“Bird Heaven,” by Ben Unglesbee

Dec 1st, 2021 | By | Category: Fake Nonfiction, Prose

Feb 1

Time to face reality. My upstart public aquarium isn’t taking off. This morning it amounted to five fish, one of which turned out to be some sort of serial killer and assassinated the others, until it was just him. So, one fish. This week I called around, ended up with a very conditional agreement to loan me a sea turtle. Needless to say, I will have to catch my own sharks. The real blow was Dirk, my angel investor, lost all his capital in the GameStop bubble.

Plans in shambles, me in a bath-robed clump on the floor, my wife, Val, suggested I get a hobby. And here it is: My birding diary! I plan to turn our backyard into an ornithological paradise. All the birding guides said to keep a diary.
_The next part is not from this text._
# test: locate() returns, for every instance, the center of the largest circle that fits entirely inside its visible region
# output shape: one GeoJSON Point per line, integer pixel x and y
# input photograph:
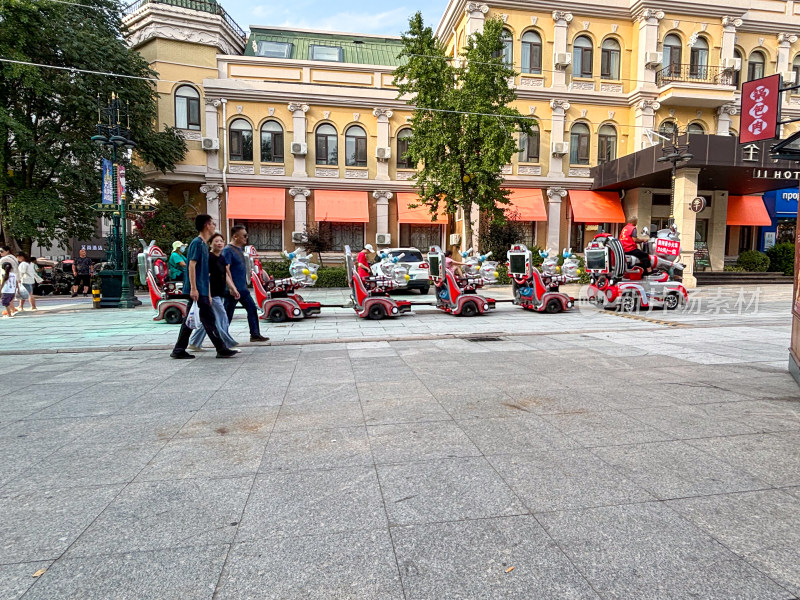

It’s just nice to do something for the pure pleasure of it. No business model, no aggressive questions from the zoning office or emails from PETA coordinators. I’ve always loved animals, and it’s too late to get a PhD in zoology (according to an ultimatum from Val, who was never 100% onboard with the aquarium).

Inaugural bird observation (!): I saw a blue jay today. And a couple of brown birds. Will know more as I read the guidebooks.

Feb 3

I hung four bird feeders in the back yard today; more to come. I spent a fortune on seed. I got the organic sunflower seeds. There were some vicious debates online in the birding chat rooms about this. Some people will call you a monster if you get the regular stuff. I don’t want any more trouble with PETA , so I played it safe.

Birds haven’t found it yet. Aren’t they hungry? Can’t they smell? How do they ever find food? Do we all live and die by dumb luck?

Feb 5

I was gone for about five hours today. For a minute there it looked like the aquarium was back on after Dirk made some quick money from his AMC investment. So, I went to talk to Nick St John about an octopus. Idiot, it was just a jellyfish. When will I ever learn? Never buy wildlife from a pot dealer. (Likewise, don’t buy drugs from someone who owns his own “zoo.”) Dirk lost everything before the market closed anyway.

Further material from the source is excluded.